Randomly sample subsequences. Kreogh and Lin call this whole sequence clustering since each subsequence can now be seen as a whole (different) sequence.
Prepare for clustering (sequences of 12 days)
window.size <- 12
i <- sample(length(apple.diff)-window.size, 1000, replace=TRUE)
plot(i, rep(1, length(i)), type="h")
apple.window <- t(sapply(i, FUN=function(i)
as.numeric(apple.diff[i:(i+window.size)])))
Sum over all windows is now not a straight line!
plot(round(colSums(apple.window, na.rm = TRUE)), type = "l")
Sum of cluster with one cluster
cl <- kmeans(apple.window, centers=1)
plot(colSums(cl$centers), type = "l")
Three clusters
cl <- kmeans(apple.window, centers=3, nstart = 5)
old.par <- par(mar=c(0,0,0,0), mfrow=c(5,2))
for(i in 1:nrow(cl$centers)) {
plot(cl$centers[i,], type="l")
# for(j in which(cl$cluster==i)) lines(apple.window[j,], col="gray")
# lines(cl$centers[i,], lwd=2)
}
par(old.par)
Sum over clusters is the same as sum over windows
plot(round(colSums(cl$centers*cl$size)), type = "l")

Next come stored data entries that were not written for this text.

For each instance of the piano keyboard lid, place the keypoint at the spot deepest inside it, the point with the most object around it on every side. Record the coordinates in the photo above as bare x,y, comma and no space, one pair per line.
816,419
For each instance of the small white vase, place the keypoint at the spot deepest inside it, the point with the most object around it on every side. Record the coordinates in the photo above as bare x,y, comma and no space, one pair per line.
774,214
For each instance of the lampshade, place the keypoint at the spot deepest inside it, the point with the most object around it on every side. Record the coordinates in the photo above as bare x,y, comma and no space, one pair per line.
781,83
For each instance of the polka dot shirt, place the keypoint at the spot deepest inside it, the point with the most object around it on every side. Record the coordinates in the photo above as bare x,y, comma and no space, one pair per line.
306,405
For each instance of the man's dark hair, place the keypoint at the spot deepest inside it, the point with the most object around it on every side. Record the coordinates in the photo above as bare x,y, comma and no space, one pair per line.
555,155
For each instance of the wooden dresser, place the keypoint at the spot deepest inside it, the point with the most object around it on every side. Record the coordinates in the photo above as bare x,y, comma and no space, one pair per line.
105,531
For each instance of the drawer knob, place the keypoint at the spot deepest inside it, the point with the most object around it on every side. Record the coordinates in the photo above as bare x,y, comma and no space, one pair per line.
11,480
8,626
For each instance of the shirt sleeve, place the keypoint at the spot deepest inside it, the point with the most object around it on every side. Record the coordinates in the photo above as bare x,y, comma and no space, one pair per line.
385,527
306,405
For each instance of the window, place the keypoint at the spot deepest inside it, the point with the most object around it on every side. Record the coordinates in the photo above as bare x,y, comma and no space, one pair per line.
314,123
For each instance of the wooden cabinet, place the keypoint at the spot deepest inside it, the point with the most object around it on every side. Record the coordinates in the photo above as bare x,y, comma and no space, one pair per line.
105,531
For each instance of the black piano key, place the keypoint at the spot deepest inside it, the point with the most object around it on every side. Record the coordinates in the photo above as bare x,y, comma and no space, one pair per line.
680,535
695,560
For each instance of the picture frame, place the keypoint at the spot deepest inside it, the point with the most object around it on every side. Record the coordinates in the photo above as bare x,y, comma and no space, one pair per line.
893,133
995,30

FIXME: we should probably correct for holidays so the patterns all start on Monday!
Cluster into 50 patterns
cl <- kmeans(na.omit(apple.window), centers=50, iter.max=20)
table(cl$cluster)
##
## 1 2 3 4 5 6 7 8 9 10 11 12 13 14 15 16 17 18 19 20 21 22 23 24 25 26
## 8 11 5 18 49 2 1 9 24 69 20 15 11 1 20 15 38 54 5 8 53 27 28 1 5 15
## 27 28 29 30 31 32 33 34 35 36 37 38 39 40 41 42 43 44 45 46 47 48 49 50
## 42 20 27 39 2 5 32 9 4 2 12 18 20 1 38 3 12 47 23 21 12 3 93 3
strongest.patters <- head(order(table(cl$cluster), decreasing=TRUE),10)
Shows cluster centers
old.par <- par(mar=c(0,0,0,0), mfrow=c(5,2))
for(i in strongest.patters) plot(cl$centers[i,], type="l")
par(old.par)
See what data was clustered in the strongest clusters
old.par <- par(mar=c(0,0,0,0), mfrow=c(5,2))
for(i in strongest.patters) {
plot(cl$centers[i,], type="l", ylim=c(-.03,.03))
for(j in which(cl$cluster==i)) lines(apple.window[j,], col="gray")
lines(cl$centers[i,], lwd=2)
}
par(old.par)
Note: We are still clustering data that looks like a random walk, so do this at your own risk!